Good example of multiple tokenizers for a single field

2010-11-29 Thread Jacob Elder
I am looking for a clear example of using more than one tokenizer for a
source single field. My application has a single "body" field which until
recently was all latin characters, but we're now encountering both English
and Japanese words in a single message. Obviously, we need to be using CJK
in addition to WhitespaceTokenizerFactory.

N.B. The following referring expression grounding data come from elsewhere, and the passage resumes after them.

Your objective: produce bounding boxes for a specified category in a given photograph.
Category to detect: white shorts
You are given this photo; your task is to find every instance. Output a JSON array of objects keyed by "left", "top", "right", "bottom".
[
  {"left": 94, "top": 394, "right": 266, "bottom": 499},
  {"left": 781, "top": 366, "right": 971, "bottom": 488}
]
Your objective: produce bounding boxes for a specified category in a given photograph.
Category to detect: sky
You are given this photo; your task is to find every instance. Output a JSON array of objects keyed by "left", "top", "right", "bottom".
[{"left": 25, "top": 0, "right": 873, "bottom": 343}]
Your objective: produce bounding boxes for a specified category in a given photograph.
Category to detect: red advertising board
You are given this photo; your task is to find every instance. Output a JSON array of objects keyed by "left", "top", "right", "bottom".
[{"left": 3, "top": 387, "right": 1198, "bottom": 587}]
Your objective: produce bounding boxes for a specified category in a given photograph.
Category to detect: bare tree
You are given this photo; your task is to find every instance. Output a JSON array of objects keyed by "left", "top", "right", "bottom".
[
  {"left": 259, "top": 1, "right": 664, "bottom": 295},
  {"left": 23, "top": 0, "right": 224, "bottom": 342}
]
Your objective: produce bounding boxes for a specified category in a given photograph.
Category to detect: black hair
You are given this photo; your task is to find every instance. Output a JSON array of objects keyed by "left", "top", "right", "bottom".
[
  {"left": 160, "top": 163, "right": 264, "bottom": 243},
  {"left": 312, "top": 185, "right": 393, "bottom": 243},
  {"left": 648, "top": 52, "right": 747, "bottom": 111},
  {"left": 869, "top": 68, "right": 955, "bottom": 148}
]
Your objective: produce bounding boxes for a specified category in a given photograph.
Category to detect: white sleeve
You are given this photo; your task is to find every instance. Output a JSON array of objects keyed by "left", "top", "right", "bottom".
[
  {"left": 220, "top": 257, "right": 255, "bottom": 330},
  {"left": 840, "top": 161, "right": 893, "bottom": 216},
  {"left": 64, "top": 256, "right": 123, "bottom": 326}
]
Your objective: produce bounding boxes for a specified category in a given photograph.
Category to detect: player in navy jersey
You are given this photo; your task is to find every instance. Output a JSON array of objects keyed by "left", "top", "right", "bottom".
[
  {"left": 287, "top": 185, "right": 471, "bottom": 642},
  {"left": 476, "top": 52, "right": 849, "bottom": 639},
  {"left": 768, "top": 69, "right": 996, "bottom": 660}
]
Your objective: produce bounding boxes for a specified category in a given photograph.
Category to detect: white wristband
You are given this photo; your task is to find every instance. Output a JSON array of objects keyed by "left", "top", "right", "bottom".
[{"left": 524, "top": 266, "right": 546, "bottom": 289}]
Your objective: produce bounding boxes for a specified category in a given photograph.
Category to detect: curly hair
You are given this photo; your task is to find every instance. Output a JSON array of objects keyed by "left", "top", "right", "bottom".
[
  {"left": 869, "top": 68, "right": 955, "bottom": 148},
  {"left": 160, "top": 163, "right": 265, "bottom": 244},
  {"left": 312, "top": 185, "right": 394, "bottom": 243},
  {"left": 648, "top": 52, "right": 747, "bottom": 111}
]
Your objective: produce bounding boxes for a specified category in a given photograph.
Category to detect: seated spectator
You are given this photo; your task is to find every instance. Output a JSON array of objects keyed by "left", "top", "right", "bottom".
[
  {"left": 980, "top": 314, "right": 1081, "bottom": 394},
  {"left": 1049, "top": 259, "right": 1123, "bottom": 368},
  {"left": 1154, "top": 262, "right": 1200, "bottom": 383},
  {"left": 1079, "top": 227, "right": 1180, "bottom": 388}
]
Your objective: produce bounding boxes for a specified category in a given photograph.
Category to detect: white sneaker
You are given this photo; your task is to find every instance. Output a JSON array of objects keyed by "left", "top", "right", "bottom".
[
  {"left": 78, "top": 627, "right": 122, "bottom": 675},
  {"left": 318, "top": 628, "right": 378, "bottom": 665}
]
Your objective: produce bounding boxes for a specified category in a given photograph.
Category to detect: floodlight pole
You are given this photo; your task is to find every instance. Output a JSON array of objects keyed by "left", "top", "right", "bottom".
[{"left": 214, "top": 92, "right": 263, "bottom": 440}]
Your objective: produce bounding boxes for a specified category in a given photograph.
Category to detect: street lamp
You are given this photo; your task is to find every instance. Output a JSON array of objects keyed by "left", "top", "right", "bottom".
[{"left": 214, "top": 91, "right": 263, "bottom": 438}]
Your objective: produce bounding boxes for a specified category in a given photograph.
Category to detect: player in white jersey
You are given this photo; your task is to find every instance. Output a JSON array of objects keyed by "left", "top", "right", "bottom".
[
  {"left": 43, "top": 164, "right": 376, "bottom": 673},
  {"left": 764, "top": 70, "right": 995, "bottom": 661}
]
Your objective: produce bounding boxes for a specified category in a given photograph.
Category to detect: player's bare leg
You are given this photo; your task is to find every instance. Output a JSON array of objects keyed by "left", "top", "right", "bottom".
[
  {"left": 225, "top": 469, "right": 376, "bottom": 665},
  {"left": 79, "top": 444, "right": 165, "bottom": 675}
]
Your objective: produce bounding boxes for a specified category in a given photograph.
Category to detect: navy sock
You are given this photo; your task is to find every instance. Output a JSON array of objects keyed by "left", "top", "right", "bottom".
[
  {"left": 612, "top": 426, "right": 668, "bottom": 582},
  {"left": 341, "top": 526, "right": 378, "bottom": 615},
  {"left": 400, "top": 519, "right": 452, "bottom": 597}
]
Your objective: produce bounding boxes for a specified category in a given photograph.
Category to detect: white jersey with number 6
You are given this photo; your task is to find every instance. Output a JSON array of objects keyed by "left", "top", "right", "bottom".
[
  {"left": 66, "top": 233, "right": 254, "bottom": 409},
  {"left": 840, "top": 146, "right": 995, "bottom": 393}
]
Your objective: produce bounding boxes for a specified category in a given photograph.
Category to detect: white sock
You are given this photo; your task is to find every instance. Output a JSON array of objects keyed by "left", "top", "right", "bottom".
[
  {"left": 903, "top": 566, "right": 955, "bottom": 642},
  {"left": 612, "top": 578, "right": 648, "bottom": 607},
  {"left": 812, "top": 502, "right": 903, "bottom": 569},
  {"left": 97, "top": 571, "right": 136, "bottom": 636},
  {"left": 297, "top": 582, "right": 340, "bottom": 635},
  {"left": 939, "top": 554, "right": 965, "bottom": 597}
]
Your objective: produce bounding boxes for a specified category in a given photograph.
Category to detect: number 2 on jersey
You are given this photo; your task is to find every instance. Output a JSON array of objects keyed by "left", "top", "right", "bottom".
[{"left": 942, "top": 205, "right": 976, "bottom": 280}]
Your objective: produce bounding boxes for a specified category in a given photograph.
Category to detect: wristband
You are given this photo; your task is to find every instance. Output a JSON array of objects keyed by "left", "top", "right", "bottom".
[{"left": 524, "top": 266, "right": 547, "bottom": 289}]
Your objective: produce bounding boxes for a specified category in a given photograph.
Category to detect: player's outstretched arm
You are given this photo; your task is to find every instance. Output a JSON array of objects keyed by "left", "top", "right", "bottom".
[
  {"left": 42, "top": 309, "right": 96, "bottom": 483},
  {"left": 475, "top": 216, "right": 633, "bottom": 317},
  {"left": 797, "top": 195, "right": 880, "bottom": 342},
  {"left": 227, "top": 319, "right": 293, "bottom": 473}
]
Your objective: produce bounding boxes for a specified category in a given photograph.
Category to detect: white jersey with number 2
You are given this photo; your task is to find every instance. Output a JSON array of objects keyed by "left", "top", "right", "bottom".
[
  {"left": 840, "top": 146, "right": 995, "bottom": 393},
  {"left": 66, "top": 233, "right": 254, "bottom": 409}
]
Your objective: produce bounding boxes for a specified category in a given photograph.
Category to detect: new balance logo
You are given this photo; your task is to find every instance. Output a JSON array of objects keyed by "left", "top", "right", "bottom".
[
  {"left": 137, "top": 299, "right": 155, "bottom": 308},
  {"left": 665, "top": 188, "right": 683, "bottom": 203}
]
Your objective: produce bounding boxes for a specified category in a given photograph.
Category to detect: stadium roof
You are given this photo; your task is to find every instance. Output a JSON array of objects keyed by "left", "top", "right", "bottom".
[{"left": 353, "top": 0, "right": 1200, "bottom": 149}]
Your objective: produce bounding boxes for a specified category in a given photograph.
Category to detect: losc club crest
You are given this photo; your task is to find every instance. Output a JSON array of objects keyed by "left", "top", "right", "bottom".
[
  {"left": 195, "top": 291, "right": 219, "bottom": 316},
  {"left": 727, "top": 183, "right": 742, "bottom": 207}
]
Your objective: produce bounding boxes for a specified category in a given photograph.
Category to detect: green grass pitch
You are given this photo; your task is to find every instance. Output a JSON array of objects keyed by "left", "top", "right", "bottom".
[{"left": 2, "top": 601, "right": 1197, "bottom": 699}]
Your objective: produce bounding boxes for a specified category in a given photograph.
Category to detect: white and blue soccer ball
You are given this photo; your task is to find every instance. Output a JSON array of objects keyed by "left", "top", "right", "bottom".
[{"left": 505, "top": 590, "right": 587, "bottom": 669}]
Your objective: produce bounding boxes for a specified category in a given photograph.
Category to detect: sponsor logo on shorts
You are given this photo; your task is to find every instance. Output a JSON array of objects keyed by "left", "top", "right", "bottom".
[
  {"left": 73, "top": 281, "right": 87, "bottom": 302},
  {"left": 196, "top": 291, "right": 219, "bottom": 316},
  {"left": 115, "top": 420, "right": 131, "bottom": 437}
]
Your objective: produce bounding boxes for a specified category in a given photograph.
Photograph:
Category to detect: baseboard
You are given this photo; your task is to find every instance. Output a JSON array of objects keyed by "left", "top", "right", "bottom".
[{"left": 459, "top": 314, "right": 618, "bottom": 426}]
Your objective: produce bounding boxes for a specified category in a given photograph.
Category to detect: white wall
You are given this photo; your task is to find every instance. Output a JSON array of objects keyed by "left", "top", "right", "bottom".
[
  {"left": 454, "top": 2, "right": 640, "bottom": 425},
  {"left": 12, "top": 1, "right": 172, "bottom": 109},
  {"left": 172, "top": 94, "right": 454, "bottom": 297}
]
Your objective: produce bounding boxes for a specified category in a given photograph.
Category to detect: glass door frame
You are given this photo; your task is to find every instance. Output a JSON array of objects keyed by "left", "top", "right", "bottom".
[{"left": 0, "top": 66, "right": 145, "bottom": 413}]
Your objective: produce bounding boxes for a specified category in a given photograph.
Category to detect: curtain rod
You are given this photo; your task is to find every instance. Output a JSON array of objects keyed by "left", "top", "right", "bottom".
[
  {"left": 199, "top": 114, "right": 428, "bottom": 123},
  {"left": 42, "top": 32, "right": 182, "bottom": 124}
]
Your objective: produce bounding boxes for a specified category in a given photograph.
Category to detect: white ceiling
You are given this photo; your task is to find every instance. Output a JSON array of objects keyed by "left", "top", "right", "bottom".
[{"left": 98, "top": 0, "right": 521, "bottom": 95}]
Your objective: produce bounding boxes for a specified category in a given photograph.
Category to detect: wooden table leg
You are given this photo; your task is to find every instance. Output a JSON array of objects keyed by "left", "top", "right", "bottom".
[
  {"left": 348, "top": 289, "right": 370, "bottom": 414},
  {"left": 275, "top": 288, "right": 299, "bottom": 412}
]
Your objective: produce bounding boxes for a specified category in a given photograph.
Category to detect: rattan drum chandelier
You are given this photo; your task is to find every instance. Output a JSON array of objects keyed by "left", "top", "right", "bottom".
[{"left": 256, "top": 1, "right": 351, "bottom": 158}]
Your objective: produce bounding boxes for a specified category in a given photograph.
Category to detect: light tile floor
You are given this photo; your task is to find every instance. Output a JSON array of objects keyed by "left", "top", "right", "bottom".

I've found some references to using copyFields or NGrams but I can't quite
grasp what the whole solution would look like.

-- 
Jacob Elder
@jelder
(646) 535-3379


Re: Good example of multiple tokenizers for a single field

2010-11-29 Thread Jacob Elder
The problem is that the field is not guaranteed to contain just a single
language. I'm looking for some way to pass it first through CJK, then
Whitespace.

If I'm totally off-target here, is there a recommended way of dealing with
mixed-language fields?

On Mon, Nov 29, 2010 at 5:22 PM, Markus Jelsma
wrote:

> You can use only one tokenizer per analyzer. You'd better use separate
> fields +
> fieldTypes for different languages.
>
> > I am looking for a clear example of using more than one tokenizer for a
> > source single field. My application has a single "body" field which until
> > recently was all latin characters, but we're now encountering both
> English
> > and Japanese words in a single message. Obviously, we need to be using
> CJK
> > in addition to WhitespaceTokenizerFactory.
> >
> > I've found some references to using copyFields or NGrams but I can't
> quite
> > grasp what the whole solution would look like.
>



-- 
Jacob Elder
@jelder
(646) 535-3379


Re: Good example of multiple tokenizers for a single field

2010-11-29 Thread Jacob Elder
StandardTokenizer doesn't handle some of the tokens we need, like
@twitteruser, and as far as I can tell, doesn't handle Chinese, Japanese or
Korean. Am I wrong about that?

On Mon, Nov 29, 2010 at 5:31 PM, Robert Muir  wrote:

> On Mon, Nov 29, 2010 at 5:30 PM, Jacob Elder  wrote:
> > The problem is that the field is not guaranteed to contain just a single
> > language. I'm looking for some way to pass it first through CJK, then
> > Whitespace.
> >
> > If I'm totally off-target here, is there a recommended way of dealing
> with
> > mixed-language fields?
> >
>
> maybe you should consider a tokenizer like StandardTokenizer, that
> works reasonably well for most languages.
>



-- 
Jacob Elder
@jelder
(646) 535-3379


Re: Good example of multiple tokenizers for a single field

2010-11-30 Thread Jacob Elder
+1

That's exactly what we need, too.

On Mon, Nov 29, 2010 at 5:28 PM, Shawn Heisey  wrote:

> On 11/29/2010 3:15 PM, Jacob Elder wrote:
>
>> I am looking for a clear example of using more than one tokenizer for a
>> source single field. My application has a single "body" field which until
>> recently was all latin characters, but we're now encountering both English
>> and Japanese words in a single message. Obviously, we need to be using CJK
>> in addition to WhitespaceTokenizerFactory.
>>
>
> What I'd like to see is a CJK filter that runs after tokenization
> (whitespace in my case) and doesn't do anything but handle the CJK
> characters.  If there are no CJK characters in the token, it should do
> nothing at all.  The CJK tokenizer does a whole host of other things that I
> want to handle myself.
>
> Shawn
>
>


-- 
Jacob Elder
@jelder
(646) 535-3379


Re: Good example of multiple tokenizers for a single field

2010-11-30 Thread Jacob Elder
Right. CJK doesn't tend to have a lot of whitespace to begin with. In the
past, we were using a patched version of StandardTokenizer which treated
@twitteruser and #hashtag better, but this became a release engineering
nightmare so we switched to Whitespace.

Perhaps I could rephrase the question as follows:

Is there a literal configuration example of what this wiki article suggests:

http://wiki.apache.org/solr/SchemaXml#Indexing_same_data_in_multiple_fields

Further, could I then use copyFields to get those back into a single field?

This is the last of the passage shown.